If it passes, the legislation will make it illegal to order, request, pre-fill, obtain or deliver an absentee ballot application, will require applicants to submit their own applications and will establish criminal penalties for violations.
Any person who violates the measure could be charged with a misdemeanour crime and any person who receives payment for doing so could be found guilty of a class C felony. A third party who “knowingly” does so could receive up to 10 years in prison and a class C felony charge.
Any person who knowingly pays a third party to submit their absentee ballot could receive a class B felony charge, which is punishable by up to 20 years in prison.
Still, if voters need help filling out their ballots, they may be assisted by a family member, resident of their household, the office of the Secretary of State, a judge in their county, or an elections manager.
There are additional exceptions if the person voting is blind, disabled or cannot read or write. The legislation also would not impact military who are stationed overseas.

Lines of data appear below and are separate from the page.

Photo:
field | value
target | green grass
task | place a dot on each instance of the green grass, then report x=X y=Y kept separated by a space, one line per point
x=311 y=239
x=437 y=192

“The bottom line is that it is illegal for someone to pay or receive money when they’re collecting ballots or putting in applications,” Mr Gudger told reporters, according to the Alabama Reflector. “This is not the ballot. This is the ballot application.”
The American Civil Liberties Union has strongly voiced opposition to the bill.
“With several organisations providing services to seniors, students, or people who are homebound, this bill prevents their work to ensure and expand access to the ballot,” the civil rights organisation said in a statement.
“Criminalising assistance that provides access to the voting process to others limits participation for Alabama’s most vulnerable citizens.”
The bill would become effective immediately if signed into law by Alabama Republican Governor Kay Ivey.
It is the latest in a series of measures Republicans have taken to restrict access to voting.
Last year, at least 32 states introduced legislation to restrict voting by limiting how voters could register, stay on the voter rolls or vote as compared to existing state law, according to the Brennan Center, an organisation that tracks the legislation.